Chanceler alemão liga violência contra mulheres a imigrantes
Friedrich Merz faz declaração polêmica no Parlamento e enfrenta críticas de pesquisadores e da oposição
O chanceler federal da Alemanha, Friedrich Merz, gerou polêmica ao afirmar, durante sessão do Bundestag, que “uma parte significativa dessa violência tem origem em comunidades imigrantes na Alemanha”. A declaração foi motivada por um caso de violência digital envolvendo uma apresentadora de televisão alemã.
A atriz e apresentadora acusou o ex-marido de roubar sua identidade na internet e de criar, ao longo de anos, montagens digitais de caráter sexual com sua imagem — as chamadas deepfakes. O acusado nega as alegações. Brechas na legislação alemã sobre violência digital levaram a mulher a registrar o caso na Espanha, país onde o casal residia.
O que disse o chanceler
No plenário, Merz disse que a sociedade alemã enfrenta“…uma explosão de violência em nossa sociedade, tanto no mundo físico quanto no digital. E precisamos trabalhar juntos para enfrentar isso. Mas também precisamos tratar das causas. Precisamos discutir isso, e precisamos discutir de onde essa violência está vindo…”
A declaração foi interpretada por parlamentares da oposição como uma tentativa de associar imigração à criminalidade — narrativa comum em partidos de extrema-direita. O partido Alternative für Deutschland (AfD), principal força de oposição, tem utilizado o tema da segurança pública e da imigração como bandeira eleitoral.
Dados e contestações
Os números mais atuais divulgados pelas autoridades alemãs indicam que a violência doméstica contra mulheres atingiu patamares históricos. As estatísticas oficiais apontam que estrangeiros aparecem com frequência acima da média entre os suspeitos de crimes contra mulheres — mas as cifras não detalham nacionalidades nem distinguem situações migratórias.
A pesquisadora de feminicídio Kristina Wolff contesta a interpretação do chanceler com base nos próprios dados do governo. Segundo ela, “desde 2015, com algumas variações, o número de autores de crimes com passaporte alemão fica entre 65% e 70%”.

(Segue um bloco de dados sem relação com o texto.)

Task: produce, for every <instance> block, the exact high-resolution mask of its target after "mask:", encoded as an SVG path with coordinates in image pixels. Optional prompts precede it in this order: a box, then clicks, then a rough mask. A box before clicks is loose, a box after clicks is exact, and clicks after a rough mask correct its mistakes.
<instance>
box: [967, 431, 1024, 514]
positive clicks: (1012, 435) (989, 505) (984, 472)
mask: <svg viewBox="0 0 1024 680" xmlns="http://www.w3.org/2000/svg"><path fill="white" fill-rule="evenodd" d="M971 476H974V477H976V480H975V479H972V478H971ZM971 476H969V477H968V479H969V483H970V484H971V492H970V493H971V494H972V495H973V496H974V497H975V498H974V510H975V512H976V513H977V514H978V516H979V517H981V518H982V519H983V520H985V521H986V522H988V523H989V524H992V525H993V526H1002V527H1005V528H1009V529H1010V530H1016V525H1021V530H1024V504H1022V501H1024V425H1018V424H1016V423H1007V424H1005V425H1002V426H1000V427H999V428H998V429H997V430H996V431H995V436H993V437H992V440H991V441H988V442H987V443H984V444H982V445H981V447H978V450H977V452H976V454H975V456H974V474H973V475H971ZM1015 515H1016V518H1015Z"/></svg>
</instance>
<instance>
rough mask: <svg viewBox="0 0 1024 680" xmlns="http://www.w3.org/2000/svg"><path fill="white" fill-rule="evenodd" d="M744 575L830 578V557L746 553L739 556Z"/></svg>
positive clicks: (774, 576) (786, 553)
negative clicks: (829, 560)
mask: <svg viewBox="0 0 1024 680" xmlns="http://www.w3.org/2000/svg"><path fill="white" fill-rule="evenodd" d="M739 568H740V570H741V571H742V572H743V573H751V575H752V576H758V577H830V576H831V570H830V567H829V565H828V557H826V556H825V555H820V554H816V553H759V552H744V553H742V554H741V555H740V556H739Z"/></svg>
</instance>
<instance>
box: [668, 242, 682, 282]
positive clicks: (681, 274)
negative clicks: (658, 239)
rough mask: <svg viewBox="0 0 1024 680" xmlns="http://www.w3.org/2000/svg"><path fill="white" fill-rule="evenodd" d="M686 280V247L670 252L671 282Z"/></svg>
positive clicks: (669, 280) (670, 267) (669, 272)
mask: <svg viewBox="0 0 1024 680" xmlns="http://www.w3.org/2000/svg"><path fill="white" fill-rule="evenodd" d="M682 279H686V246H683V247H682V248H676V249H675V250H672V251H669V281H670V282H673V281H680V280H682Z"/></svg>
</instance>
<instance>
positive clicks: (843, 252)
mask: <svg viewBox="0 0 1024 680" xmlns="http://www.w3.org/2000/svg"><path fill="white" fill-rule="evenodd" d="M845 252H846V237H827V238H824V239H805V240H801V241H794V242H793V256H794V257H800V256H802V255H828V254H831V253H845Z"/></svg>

Wolff avalia que “reduzir o problema à imigração, migração ou status de refugiado simplesmente não faz jus à questão” e classifica como “muito preocupante” o recurso a esse tipo de enquadramento.
Ativistas também alertam que as estatísticas capturam apenas os casos registrados pelas vítimas junto à polícia, o que pode representar uma fração dos episódios reais. A subnotificação, segundo especialistas, é estrutural e afeta todos os grupos populacionais.